Deputy Minister of Energy, Telecommunications and Posts
- In office 1981–1983
- Monarch: Ahmad Shah
- Prime Minister: Mahathir Mohamad
- Minister: Leo Moggie
- Preceded by: Nik Hussein Wan Abdul Rahman
- Succeeded by: Abdul Rahim Abu Bakar

Member of the Malaysian Parliament for Penampang
- In office 1978–1986
- Preceded by: James Stephen Tibok
- Succeeded by: Bernard Giluk Dompok

Member of the Sabah State Legislative Assembly for Tamparuli
- In office 1983–1985
- Preceded by: James Peter Ongkili
- Succeeded by: Wilfred Bumburing

Personal details
- Born: Clarence Elong Mansul 1940 Kampung Terawi, Putatan, Penampang, North Borneo (now Sabah)
- Died: 2 March 1999 (aged 58–59) General Hospital, Kuala Lumpur, Malaysia
- Resting place: St.

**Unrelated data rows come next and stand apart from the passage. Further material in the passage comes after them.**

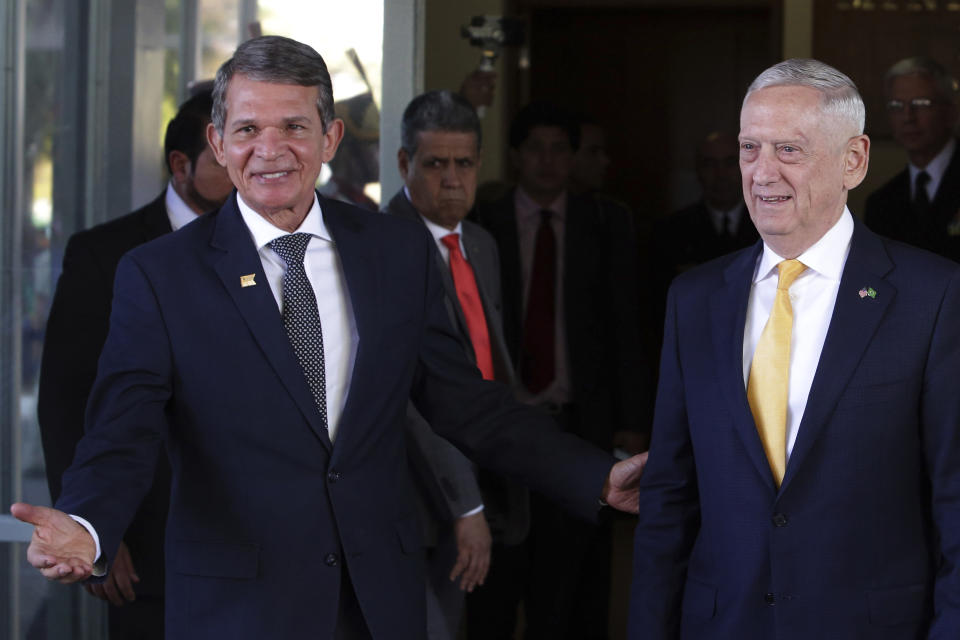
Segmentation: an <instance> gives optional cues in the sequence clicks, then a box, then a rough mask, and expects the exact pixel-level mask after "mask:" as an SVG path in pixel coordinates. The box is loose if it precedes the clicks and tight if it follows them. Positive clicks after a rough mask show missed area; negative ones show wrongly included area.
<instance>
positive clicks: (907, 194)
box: [864, 57, 960, 261]
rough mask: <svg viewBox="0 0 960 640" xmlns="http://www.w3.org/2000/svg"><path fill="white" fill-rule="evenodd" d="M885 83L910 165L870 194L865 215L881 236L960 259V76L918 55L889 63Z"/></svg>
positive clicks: (943, 254)
mask: <svg viewBox="0 0 960 640" xmlns="http://www.w3.org/2000/svg"><path fill="white" fill-rule="evenodd" d="M883 87H884V92H885V96H886V100H887V116H888V117H889V119H890V127H891V128H892V130H893V139H894V140H896V141H897V143H898V144H899V145H900V146H901V147H903V150H904V151H906V153H907V166H906V168H904V170H903V171H901V172H900V173H898V174H897V175H896V176H894V177H893V178H892V179H891V180H890V181H889V182H887V183H886V184H884V185H883V186H882V187H880V188H879V189H877V190H876V191H874V192H873V193H871V194H870V196H869V197H868V198H867V204H866V212H865V214H864V220H865V221H866V223H867V226H869V227H870V228H871V229H873V230H874V231H876V232H877V233H879V234H880V235H883V236H887V237H888V238H893V239H894V240H900V241H901V242H906V243H907V244H912V245H914V246H917V247H920V248H923V249H928V250H930V251H933V252H935V253H939V254H940V255H942V256H946V257H947V258H950V259H951V260H954V261H960V154H958V153H957V139H956V137H955V135H956V134H955V129H956V126H957V117H958V111H957V85H956V80H954V79H953V78H952V77H951V76H950V74H949V73H948V72H947V70H946V69H944V68H943V66H941V65H940V64H939V63H938V62H936V61H935V60H931V59H930V58H926V57H915V58H906V59H904V60H901V61H899V62H897V63H896V64H894V65H893V66H892V67H890V69H889V70H888V71H887V73H886V75H885V76H884V80H883Z"/></svg>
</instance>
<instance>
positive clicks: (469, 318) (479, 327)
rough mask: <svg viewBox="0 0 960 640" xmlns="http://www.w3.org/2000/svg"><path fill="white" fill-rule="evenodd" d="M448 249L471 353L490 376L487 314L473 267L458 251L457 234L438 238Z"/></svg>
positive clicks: (487, 378)
mask: <svg viewBox="0 0 960 640" xmlns="http://www.w3.org/2000/svg"><path fill="white" fill-rule="evenodd" d="M440 240H441V241H442V242H443V244H444V245H445V246H446V247H447V249H449V250H450V271H451V272H452V273H453V286H454V287H455V288H456V290H457V300H459V301H460V308H461V309H462V310H463V317H464V318H465V319H466V320H467V331H468V332H469V333H470V342H471V344H473V353H474V355H475V356H476V357H477V368H478V369H480V373H482V374H483V379H484V380H493V357H492V356H491V355H490V333H489V332H488V331H487V317H486V316H485V315H484V313H483V302H482V301H481V300H480V290H479V289H477V279H476V277H475V276H474V275H473V267H471V266H470V263H469V262H467V260H466V258H464V257H463V253H462V252H461V251H460V234H457V233H451V234H449V235H445V236H443V237H442V238H441V239H440Z"/></svg>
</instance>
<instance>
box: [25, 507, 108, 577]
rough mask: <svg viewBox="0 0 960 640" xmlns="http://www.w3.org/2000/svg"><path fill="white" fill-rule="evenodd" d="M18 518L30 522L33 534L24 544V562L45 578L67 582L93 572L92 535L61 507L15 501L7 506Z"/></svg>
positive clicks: (27, 522)
mask: <svg viewBox="0 0 960 640" xmlns="http://www.w3.org/2000/svg"><path fill="white" fill-rule="evenodd" d="M10 513H12V514H13V517H14V518H16V519H17V520H21V521H23V522H26V523H28V524H32V525H33V527H34V529H33V538H32V539H31V540H30V546H29V547H27V562H29V563H30V564H31V565H32V566H34V567H36V568H37V569H39V570H40V573H42V574H43V576H44V577H45V578H47V579H48V580H56V581H57V582H61V583H63V584H70V583H72V582H77V581H79V580H84V579H86V578H88V577H89V576H90V574H91V573H92V572H93V561H94V560H95V557H94V556H95V555H96V553H97V547H96V544H95V543H94V541H93V538H92V537H91V536H90V534H89V533H87V530H86V529H84V528H83V527H82V526H81V525H80V524H79V523H77V522H76V521H75V520H74V519H73V518H71V517H70V516H68V515H67V514H65V513H64V512H62V511H57V510H56V509H51V508H49V507H37V506H34V505H30V504H27V503H25V502H18V503H16V504H14V505H12V506H11V507H10Z"/></svg>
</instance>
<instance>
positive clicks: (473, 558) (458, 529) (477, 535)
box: [450, 511, 493, 592]
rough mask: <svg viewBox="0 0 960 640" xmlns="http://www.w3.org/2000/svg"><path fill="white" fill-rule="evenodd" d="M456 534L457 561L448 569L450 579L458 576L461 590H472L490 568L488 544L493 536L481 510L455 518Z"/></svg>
mask: <svg viewBox="0 0 960 640" xmlns="http://www.w3.org/2000/svg"><path fill="white" fill-rule="evenodd" d="M453 527H454V531H455V533H456V535H457V562H456V564H454V565H453V570H452V571H450V580H456V579H457V577H460V589H461V591H468V592H469V591H473V589H474V587H476V586H477V585H481V584H483V581H484V580H485V579H486V578H487V571H488V570H489V569H490V545H491V543H492V540H493V538H492V537H491V535H490V527H489V526H487V517H486V515H484V513H483V511H480V512H479V513H475V514H473V515H470V516H464V517H462V518H457V521H456V522H455V523H454V525H453Z"/></svg>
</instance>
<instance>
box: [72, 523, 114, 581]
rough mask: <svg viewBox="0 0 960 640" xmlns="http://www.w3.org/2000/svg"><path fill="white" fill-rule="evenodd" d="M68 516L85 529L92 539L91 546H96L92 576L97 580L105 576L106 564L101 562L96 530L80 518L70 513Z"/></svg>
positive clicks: (99, 542)
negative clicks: (92, 573) (89, 534)
mask: <svg viewBox="0 0 960 640" xmlns="http://www.w3.org/2000/svg"><path fill="white" fill-rule="evenodd" d="M68 515H69V516H70V517H71V518H73V519H74V520H75V521H76V522H77V523H78V524H79V525H80V526H81V527H83V528H84V529H86V530H87V533H89V534H90V537H91V538H93V544H94V546H96V555H95V556H94V557H93V575H94V576H96V577H98V578H99V577H101V576H105V575H107V567H106V564H107V563H106V562H104V561H102V559H101V558H100V536H98V535H97V530H96V529H94V528H93V525H92V524H90V523H89V522H87V521H86V520H85V519H83V518H81V517H80V516H75V515H73V514H72V513H71V514H68Z"/></svg>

Joseph's Benevolent Fund Roman Catholic Cemetery, 4½ Mile, Old Penampang Road, Kampung Dontozidon, Penampang, Sabah
- Citizenship: Malaysian
- Party: BERJAYA
- Other political affiliations: Barisan Nasional
- Occupation: Politician

= Clarence Elong Mansul =

Malaysian politician

Clarence Elong Mansul (1940–2 March 1999) was a Malaysian politician from BERJAYA. He was the Deputy Minister of Energy, Telecommunications and Posts from 1981 to 1983. He was also the Member of Parliament for Penampang from 1978 to 1986 and Member of Sabah State Legislative Assembly for Tamparuli from 1983 to 1985.

== Politics ==
Clarence was once a Deputy Chairman of the Kadazan Cultural Association (now known as the Kadazandusun Cultural Association).

== Election result ==

Parliament of Malaysia
| Year | Constituency | Candidate |  | Votes | Pct. | Opponent(s) |  | Votes | Pct. | Ballots cast | Majority | Turnout |
| 1978 | Penampang |  | Clarence Elong Mansul (BERJAYA) | 8,444 | 63.48% |  | Ignatius Stephen Malanjum (IND) | 4,857 | 36.52% | 13,301 | 3,587 | 69.18% |
| 1982 |  | Clarence Elong Mansul (BERJAYA) | 10,425 | 66.27% |  | Justine Jogumba Stimol (PASOK) | 5,089 | 32.35% | 15,730 | 5,336 | 67.21% |

Sabah State Legislative Assembly
| Year | Constituency | Candidate |  | Votes | Pct. | Opponent(s) |  | Votes | Pct. | Ballots cast | Majority | Turnout |
| 1986 | Petagas |  | Clarence Elong Mansul (BERJAYA) | 866 | 11.42% |  | James Andrew Vitales (PBS) | 4,935 | 65.11% | 7,580 | 3,258 | 74.75% |
|  | Thomas Fung Chik Tong (PCS) | 1,677 | 22.12% |
|  | Peter Ho See Ming (PCBS) | 64 | 0.84% |

== Health and death ==
He died on 2 March 1999, aged 59, after suffering a heart failure in Hospital Kuala Lumpur whilst campaigning for the 1999 Sabah state election as well as vacationing simultaneously with his family in Kuala Lumpur during that period and was survived by his widow, Datin Annie Kong (born 1948), eight children and several grandchildren as well as an elderly 77-year-old mother, Bridget Boluin Molijiu (1922–2013), who outlived him by 14 years aged 91.